The Buddhist Ethics of Euthanasia

Someone asked me about the Buddhist ethics of euthanasia. In case that’s a new word for you (some of the readers of this page are not native speakers of English), the definition I found online goes, “the painless killing of a patient suffering from an incurable and painful disease or in an irreversible coma. The practice is illegal in most countries.”

Here is how I answered. 

The “dead friend” in my book Letters to a Dead Friend About Zen was a composite of a few people. It was mainly based on one guy who I knew very well, and there was no question of euthanasia in his case. But I wrote and then cut out an ending for the book based on another person who I did not know very well. He was a close friend of a friend of mine. My friend basically euthanized him (her good friend). His sickness got really, really bad and he was obviously not going to make it. She (my friend) had been a nurse and she told me, “I gave him enough drugs to kill a traveling funk band.” I wanted to use that line in my book.

She had the support of her friend’s family, her friend’s wife, and even the man himself who had spoken to her about the possibility when he was in better health. This happened in a country where what my friend did was totally illegal. But since the family approved of it, no one made any legal complaint.

I thought she did the right thing. At some point it’s the most compassionate choice. Of course, you have to be careful because there are times that people recover unexpectedly. 

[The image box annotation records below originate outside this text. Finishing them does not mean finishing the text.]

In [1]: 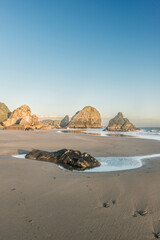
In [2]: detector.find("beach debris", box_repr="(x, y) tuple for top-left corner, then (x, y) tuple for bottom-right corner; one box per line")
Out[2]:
(137, 210), (148, 216)
(154, 232), (160, 238)
(102, 202), (109, 208)
(25, 149), (101, 170)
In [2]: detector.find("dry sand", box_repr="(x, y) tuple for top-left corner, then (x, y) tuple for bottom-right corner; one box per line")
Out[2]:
(0, 130), (160, 240)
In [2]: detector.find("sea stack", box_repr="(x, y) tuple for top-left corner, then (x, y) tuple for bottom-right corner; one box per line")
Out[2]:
(67, 106), (101, 128)
(3, 105), (39, 127)
(0, 102), (10, 123)
(105, 112), (139, 132)
(60, 115), (69, 128)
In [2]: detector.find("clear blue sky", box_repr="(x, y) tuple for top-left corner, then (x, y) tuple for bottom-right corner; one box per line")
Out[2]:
(0, 0), (160, 126)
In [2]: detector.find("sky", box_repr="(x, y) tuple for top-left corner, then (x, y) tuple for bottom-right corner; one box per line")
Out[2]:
(0, 0), (160, 127)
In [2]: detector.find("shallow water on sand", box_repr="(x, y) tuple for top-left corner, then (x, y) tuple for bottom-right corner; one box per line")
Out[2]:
(57, 127), (160, 141)
(12, 154), (160, 172)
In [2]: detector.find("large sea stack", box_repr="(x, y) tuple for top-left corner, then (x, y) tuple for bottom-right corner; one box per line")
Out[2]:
(0, 102), (10, 123)
(3, 105), (39, 129)
(105, 112), (139, 132)
(26, 149), (101, 170)
(67, 106), (101, 128)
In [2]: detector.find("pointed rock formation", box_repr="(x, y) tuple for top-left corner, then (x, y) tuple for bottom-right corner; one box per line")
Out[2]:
(104, 112), (139, 132)
(67, 106), (101, 128)
(0, 102), (10, 123)
(60, 115), (69, 128)
(3, 105), (38, 127)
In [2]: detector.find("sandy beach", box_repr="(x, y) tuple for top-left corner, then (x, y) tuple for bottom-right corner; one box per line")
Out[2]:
(0, 130), (160, 240)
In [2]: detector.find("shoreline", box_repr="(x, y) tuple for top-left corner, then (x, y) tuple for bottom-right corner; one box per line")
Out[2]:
(0, 130), (160, 240)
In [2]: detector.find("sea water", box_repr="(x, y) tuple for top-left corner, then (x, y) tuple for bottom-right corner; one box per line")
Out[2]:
(12, 154), (160, 172)
(78, 127), (160, 141)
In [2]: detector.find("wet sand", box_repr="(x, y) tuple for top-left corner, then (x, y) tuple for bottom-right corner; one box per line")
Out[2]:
(0, 130), (160, 240)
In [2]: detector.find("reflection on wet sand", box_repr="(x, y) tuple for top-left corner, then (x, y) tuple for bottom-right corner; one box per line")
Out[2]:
(61, 130), (134, 137)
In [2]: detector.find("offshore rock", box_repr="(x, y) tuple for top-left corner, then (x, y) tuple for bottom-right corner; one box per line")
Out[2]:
(60, 115), (69, 128)
(67, 106), (101, 128)
(3, 105), (38, 128)
(104, 112), (139, 132)
(0, 102), (10, 123)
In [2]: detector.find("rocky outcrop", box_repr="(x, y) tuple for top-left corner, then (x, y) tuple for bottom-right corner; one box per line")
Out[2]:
(0, 102), (10, 123)
(67, 106), (101, 128)
(26, 149), (101, 170)
(105, 112), (139, 132)
(38, 125), (52, 130)
(41, 119), (61, 129)
(60, 115), (69, 128)
(3, 105), (39, 127)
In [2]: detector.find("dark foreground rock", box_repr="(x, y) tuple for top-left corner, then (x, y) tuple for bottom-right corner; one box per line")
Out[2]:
(26, 149), (101, 170)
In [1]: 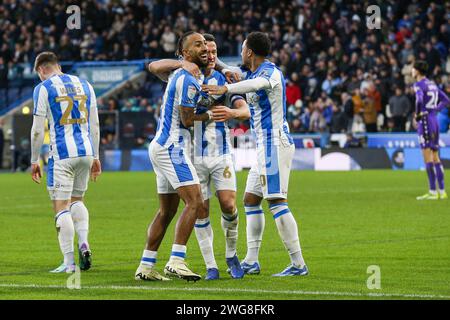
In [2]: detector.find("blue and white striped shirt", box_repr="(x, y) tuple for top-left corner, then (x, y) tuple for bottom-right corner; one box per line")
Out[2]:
(155, 69), (203, 147)
(194, 70), (242, 157)
(246, 60), (294, 144)
(33, 74), (97, 160)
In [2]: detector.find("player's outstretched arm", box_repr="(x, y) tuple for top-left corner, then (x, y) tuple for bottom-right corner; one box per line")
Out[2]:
(414, 86), (423, 121)
(89, 99), (102, 182)
(202, 77), (271, 95)
(215, 58), (244, 83)
(148, 59), (201, 82)
(211, 99), (250, 122)
(180, 106), (212, 128)
(31, 115), (45, 183)
(437, 90), (450, 111)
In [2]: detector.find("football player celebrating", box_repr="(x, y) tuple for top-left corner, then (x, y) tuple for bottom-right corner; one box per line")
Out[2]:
(31, 52), (101, 273)
(146, 34), (250, 280)
(411, 61), (450, 200)
(135, 31), (210, 281)
(203, 32), (308, 276)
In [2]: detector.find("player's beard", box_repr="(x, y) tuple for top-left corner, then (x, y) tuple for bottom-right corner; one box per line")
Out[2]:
(193, 52), (209, 68)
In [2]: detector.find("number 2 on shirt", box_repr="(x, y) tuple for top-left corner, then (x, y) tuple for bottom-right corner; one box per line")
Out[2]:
(55, 95), (88, 126)
(425, 91), (438, 109)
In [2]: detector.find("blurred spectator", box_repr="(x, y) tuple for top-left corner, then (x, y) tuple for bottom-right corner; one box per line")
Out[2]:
(330, 104), (348, 133)
(362, 89), (377, 132)
(0, 118), (5, 169)
(341, 92), (355, 131)
(389, 87), (412, 132)
(286, 73), (302, 107)
(0, 0), (450, 136)
(344, 133), (362, 148)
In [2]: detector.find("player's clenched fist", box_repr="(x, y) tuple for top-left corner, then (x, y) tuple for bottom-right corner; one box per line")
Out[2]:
(211, 106), (234, 122)
(31, 163), (42, 183)
(91, 159), (102, 182)
(202, 84), (228, 96)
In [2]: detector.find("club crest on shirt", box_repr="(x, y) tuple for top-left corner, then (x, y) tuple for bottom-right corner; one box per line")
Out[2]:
(247, 93), (259, 104)
(187, 86), (197, 99)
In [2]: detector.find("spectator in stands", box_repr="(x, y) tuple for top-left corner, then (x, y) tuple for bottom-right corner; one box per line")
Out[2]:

I don’t know if Buddhism has anything to say about the matter of euthanasia. I have a vague memory of something I read in which the Buddha might have been talking about this in one of the early sutras. But I’m not really sure. I think, in general, Buddhists want to allow death to happen naturally.

My own teacher, when he as 94 years old and in the hospital with a serious illness refused to allow them to do a procedure that was intended to extend his life. He told his doctor, “I will decide when it is time for me to die.” He died the same day. But the situation was such that, even if they had extended his life by a few more days or weeks, it wouldn’t have been a good life.

On the opposite side, one of my aunts had Huntington’s Disease, the same disease that killed my mother. My aunt was older than my mother and developed the disease between five and ten years before my mother did. My immediate family didn’t have a lot of contact with this aunt and for many years we all had assumed she’d died. A few years after my mom died, we were shocked when we heard that my aunt had passed away. She had apparently been kept alive by machines and things for many years, although she was almost completely unresponsive.

My mom’s doctors had talked to my dad about doing things like that for my mother. He refused to do them. He knew she would not have wanted that. Although my mother died of natural causes — she was not euthanized — she could have been kept alive longer if my dad had agreed to those life-prolonging procedures. But my dad knew that it was more compassionate to allow her to die sooner.

When I worked with mentally handicapped adults in Ohio many years ago, most of the population we dealt with had a reasonably good quality of life in spite of their disabilities. But some of the people we worked with were in such terrible condition that it seemed like an act of cruelty to force them to live on. 

As Jim Morrison said, “No one gets out of here alive.” Nobody survives life. We all die. American society seems to have a much harder time with this concept than just about anywhere else in the world. Maybe it’s because we Americans believe in a philosophy of almost pure materialism. We seem to believe life must be extended as long as possible no matter what.

But dying is not always the worst thing that can happen to a person. Often it’s the best option.